Executives from Business Objects SA this month talked up dashboard technology at the company’s user conference while rallying users to standardize on its new business intelligence (BI) suite.
Business Objects officials outlined plans to add functionality to Dashboard Manager 6.5, which will allow users to customize metrics to measure everyday operational performance from transactional data housed in back-end systems.
The new version is slated to ship this month. At the same time, the executives called on users to standardize on the Business Objects XI (formerly Business Objects 11) suite. They said the release, set to ship by year’s end, will knit together query and analysis, reporting, business scorecarding and dashboards, plus underlying data-integration technology.
Dashboards will be an important part of The Tile Shop LLC’s plans over the next two years. The Plymouth, Minn.-based retailer expects to begin using dashboard data to support budgeting for inventory purchases, and it plans to tie manager salaries to key performance indicators (KPI) tracked in the systems, said IT director Gerald Baltrush.
Today, store managers can feel helpless “because they don’t have all the information they need,” Baltrush said. “We’re not just going to come from an ivory tower and say, ‘Here are the KPIs — adjust or else.’ I want them . . . to start doing their own analysis, (and) they’ll have data that has teeth.” Sears, Roebuck and Co. uses Business Objects dashboards to provide 500 merchandising and apparel users with better tools for managing store inventory, said Edgar Aguilar, senior IT specialist at the Hoffman Estates, Ill.-based retailer. Aguilar characterized dashboards as the “next logical step in the BI life cycle,” but he doesn’t think users are ready to create their own yet.

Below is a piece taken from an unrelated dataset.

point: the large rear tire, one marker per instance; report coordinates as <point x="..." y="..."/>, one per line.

Aguilar said Sears is also moving to reduce the number of BI tools it supports. The company has pockets of “every BI tool known to man,” he said. Sears has begun standardizing on Business Objects technology and will likely migrate to XI or its as-yet-unnamed successor, he said.
On the other hand, Thomas Nather, a senior systems analyst at Penske Logistics LLC in Beachwood, Ohio, is evaluating how to provide users with “one-stop shopping” for access to BI data using technology from Business Objects and Hyperion Solutions Corp. Business Objects has strong presentation and semantic layers, while Hyperion is strong in reporting and analytics, he said.
“You need flexibility so you can go from high-level information back to operational data to give users one-stop shopping. We don’t advocate just one vendor, because sometimes you can get yourself in a silo.”